Con este relato de Mariano Nava Contreras cerramos la Quinta Temporada de Domingos de ficción dedicada a relatos distópicos, bajo la curaduría de Carlos Sandoval. Mariano Nava Contreras (Maracaibo, 1967) fue, hasta su jubilación, profesor de Lengua y Literatura Griega en la Universidad de Los Andes (Mérida). Doctor en Filología Clásica por la Universidad de Granada, con estudios postdoctorales en la Universidad Nacional y Kopodistríaca de Atenas. También es consumado narrador. Entre sus variadas publicaciones destacan: Homero y la cera de Descartes. Fortuna y pervivencia de la Antigüedad entre nosotros (2019), Criollos y afrancesados. Para una caracterización de la ilustración venezolana (2014), Seis estudios para una historia del humanismo clásico en Venezuela (2014), El infierno era como Platón decía (cuentos, 2015), Culo ‘e hierro y otros relatos (2004). Es columnista de nuestra página.
La mesa estaba tal como la habían dejado la última vez, como si los que estaban allí hubieran tenido que huir a toda prisa: las sillas arrimadas de cualquier manera, unos vasos de plástico con restos de café –las huellas redondas donde debieron haber otros–, unos cigarros apenas consumidos y una gruesa capa de polvo que se veía más espesa a la luz de la linterna.
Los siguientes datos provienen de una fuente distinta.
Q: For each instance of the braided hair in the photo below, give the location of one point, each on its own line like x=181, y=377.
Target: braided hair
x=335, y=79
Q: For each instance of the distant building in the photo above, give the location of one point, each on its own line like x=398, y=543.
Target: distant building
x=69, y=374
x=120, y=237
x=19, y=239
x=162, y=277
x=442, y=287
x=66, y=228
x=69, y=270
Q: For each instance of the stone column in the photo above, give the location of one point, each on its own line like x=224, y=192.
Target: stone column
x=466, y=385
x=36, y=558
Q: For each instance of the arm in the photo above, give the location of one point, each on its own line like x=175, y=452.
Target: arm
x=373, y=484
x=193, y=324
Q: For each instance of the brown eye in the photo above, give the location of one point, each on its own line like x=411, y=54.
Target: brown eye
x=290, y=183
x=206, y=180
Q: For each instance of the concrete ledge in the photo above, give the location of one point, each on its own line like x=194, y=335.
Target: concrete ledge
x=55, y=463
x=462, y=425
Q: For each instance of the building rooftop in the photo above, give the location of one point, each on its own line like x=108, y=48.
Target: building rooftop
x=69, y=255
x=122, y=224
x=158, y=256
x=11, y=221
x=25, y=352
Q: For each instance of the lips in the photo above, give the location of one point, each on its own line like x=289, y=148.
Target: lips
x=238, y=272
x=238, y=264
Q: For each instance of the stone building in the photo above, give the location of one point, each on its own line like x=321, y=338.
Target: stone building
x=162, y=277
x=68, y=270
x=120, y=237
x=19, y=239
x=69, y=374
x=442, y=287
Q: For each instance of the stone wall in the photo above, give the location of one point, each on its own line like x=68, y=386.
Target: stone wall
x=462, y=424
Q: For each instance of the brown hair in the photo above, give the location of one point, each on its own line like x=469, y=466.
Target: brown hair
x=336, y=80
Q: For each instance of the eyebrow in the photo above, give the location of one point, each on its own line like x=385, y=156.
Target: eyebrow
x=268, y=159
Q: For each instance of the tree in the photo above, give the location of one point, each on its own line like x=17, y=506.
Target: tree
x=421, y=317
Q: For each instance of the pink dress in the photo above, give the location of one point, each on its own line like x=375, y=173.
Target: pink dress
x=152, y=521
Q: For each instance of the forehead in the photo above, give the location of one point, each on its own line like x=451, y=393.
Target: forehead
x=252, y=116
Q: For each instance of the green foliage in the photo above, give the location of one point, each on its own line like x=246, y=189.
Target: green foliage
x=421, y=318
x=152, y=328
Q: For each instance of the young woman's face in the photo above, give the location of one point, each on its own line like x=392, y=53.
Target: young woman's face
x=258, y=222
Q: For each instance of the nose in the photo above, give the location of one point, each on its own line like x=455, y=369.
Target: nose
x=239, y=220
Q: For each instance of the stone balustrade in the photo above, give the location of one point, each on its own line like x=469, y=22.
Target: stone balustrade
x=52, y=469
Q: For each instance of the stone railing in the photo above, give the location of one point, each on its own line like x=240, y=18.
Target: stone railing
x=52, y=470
Llegar había sido, además de una travesía, un reto a la memoria y desempolvar también unos recuerdos que ya no eran ni dolorosos. Encontrar las grietas, los invisibles poros de aquella muralla, más bien un descomunal tabique de tablopán decorado con grafitis cuyas láminas habían sido cosidas con alambre de púas. Con él habían terminado de cerrar el campus. Abrirme camino entre el tupido monte y la maleza por donde antes hubo patios y jardines. Los espesos matorrales me llegaban a la cara mientras sentía entre los juncos el movimiento nervioso y seco de los bichos en torno a mis pasos. A esa hora, cuando ya caía la tarde, pude identificar algunos de los árboles que habían resistido al tiempo, sus troncos poblados de parásitos, las gruesas raíces a donde entonces iban los muchachos a fumar y hablar mal de los profesores. Rodeé el Edificio C, con sus paredes chamuscadas de cuando quemaron la biblioteca, las largas manchas negras subiendo desde las ventanas. Me habían advertido que evitara acercarme al Edificio B. Di entonces otro rodeo y llegué por detrás al bloque donde estaba mi Departamento: las rejas oxidadas; en la escalera, los restos de algún perro muerto hacía años, las paredes manchadas de excrementos de murciélagos, el letrero del Departamento ilegible entre la mierda y los hongos. Cuando llegué ya estaba oscuro. Miré el viejo reloj. Había tardado setenta y tres minutos desde la avenida. Lo sé, soy incorregible.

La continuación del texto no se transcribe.